Sleeping LLM

A language model that forms persistent memories from conversation and consolidates them through sleep.

During wake, facts are injected directly into model weights via MEMIT — no retrieval, no database, no context stuffing. During sleep, a maintenance cycle audits and refreshes degraded memories, then LoRA consolidation progressively transfers knowledge from MEMIT (fast, brittle, capacity-limited weight edits) into fused LoRA (slow, stable, high-capacity fine-tuning). As LoRA absorbs each fact, MEMIT edits dissolve — clearing the buffer for new memories.

Inspired by Complementary Learning Systems theory from neuroscience: fast encoding during wake, protective consolidation during sleep. MEMIT is short-term memory; LoRA is long-term memory. Sleep is the transfer between them.

Key Results

Model	Facts	Recall	PPL Drift	Hardware
Llama-3.2-3B-4bit	15	0.60	+0.3%	MacBook Air M3, 8GB
Llama-3.1-8B	14	1.00 (after sleep)	+0.5%	2x H100 80GB
Llama-3.1-8B	30	1.00 (after sleep)	+3.2%	2x H100 80GB
Llama-3.1-70B-NF4	60	1.00	0.0%	2x H100 80GB

LoRA consolidation: 100% fact advancement rate at 5/10/15/20 facts. Chat recall reaches 1.00 by cycle 2–3 as LoRA absorbs all knowledge. MEMIT edits dissolve on schedule (scale 1.0 → 0.5 → 0.1 → 0.0), making effective lifetime capacity unbounded.
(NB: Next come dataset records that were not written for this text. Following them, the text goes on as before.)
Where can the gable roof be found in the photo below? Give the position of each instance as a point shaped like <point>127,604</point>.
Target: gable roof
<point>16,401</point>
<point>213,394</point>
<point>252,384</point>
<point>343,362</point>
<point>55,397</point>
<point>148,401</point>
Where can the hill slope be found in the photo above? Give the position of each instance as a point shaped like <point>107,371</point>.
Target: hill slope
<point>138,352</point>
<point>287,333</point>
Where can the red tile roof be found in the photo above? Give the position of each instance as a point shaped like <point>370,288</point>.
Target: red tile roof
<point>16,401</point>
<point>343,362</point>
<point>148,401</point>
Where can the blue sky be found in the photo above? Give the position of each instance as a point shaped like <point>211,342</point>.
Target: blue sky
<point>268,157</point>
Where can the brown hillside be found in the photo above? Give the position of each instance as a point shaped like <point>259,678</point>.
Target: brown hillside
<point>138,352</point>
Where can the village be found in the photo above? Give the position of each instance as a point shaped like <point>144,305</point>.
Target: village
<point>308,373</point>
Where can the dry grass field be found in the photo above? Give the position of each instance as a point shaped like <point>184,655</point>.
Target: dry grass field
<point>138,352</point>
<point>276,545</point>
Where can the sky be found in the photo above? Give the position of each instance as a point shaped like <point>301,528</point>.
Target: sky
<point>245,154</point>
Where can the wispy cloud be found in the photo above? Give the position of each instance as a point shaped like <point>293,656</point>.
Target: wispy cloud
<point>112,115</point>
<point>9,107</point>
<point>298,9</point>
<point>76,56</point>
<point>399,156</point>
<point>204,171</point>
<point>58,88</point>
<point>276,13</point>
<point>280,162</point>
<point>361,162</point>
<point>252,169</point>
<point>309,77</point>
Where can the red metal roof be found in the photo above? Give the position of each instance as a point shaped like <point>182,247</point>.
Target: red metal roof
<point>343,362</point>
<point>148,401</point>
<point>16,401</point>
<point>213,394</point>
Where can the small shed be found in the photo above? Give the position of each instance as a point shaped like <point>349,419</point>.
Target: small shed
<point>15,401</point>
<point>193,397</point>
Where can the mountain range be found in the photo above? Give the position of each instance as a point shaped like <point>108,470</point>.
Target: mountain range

Sleep convergence: 30 facts at 40% initial recall recover to 100% within 4 sleep cycles. The 70B model converges 2x faster.

Wake capacity threshold: The 8B model sustains 0.92 recall up to 13 unconstrained edits, then crashes to 0.57 at 14 — a sharp phase transition from cascading edit interference, not gradual decay.

Alignment tax: RLHF actively suppresses LoRA-injected knowledge at scale. 3B: 47% recall. 8B: 37%. 70B: 0%. This inverse scaling led us to abandon direct LoRA training during wake — but LoRA works for consolidation during sleep, where per-fact gating and cumulative fusing avoid the alignment conflict.

Architecture

WAKE                                          SLEEP (8-step maintenance + consolidation)

  User ←→ Chat                               1. Health Check — measure PPL baseline
     │                                        2. Curate — extract new facts, inject via MEMIT
     ▼                                        3. Audit — test recall of each fact
  Fact Extraction                             4. Maintain — refresh degraded edits
     │                                              with null-space constraints
     ▼                                        5. LoRA Consolidation — train LoRA on
  MEMIT Injection                                   active facts, fuse into weights,
     │  (direct weight edit,                        per-fact gating (advance/retreat)
     │   no constraints,                      6. MEMIT Scale-Down — reduce MEMIT deltas
     │   instant recall)                            as LoRA absorbs (1.0→0.5→0.1→0.0)
     │                                        7. Validate — PPL comparison, rollback
     ▼                                        8. Report — audit/consolidation summary
  Weights updated.
  Single forward pass.                        Trigger: /sleep command or automatic
  MEMIT = short-term memory.                  "drowsiness signal" (degraded fact count
  LoRA consolidation = long-term.             exceeds threshold)

How MEMIT Works Here

Each fact (subject, relation, object) produces a weight update across target MLP layers:

W' = W + R K^T (K K^T + λ C)^{-1}

Where K are key vectors, R is the distributed residual, and C is the empirical covariance regularized via the Woodbury identity (keeping inversion in N×N space, not d×d).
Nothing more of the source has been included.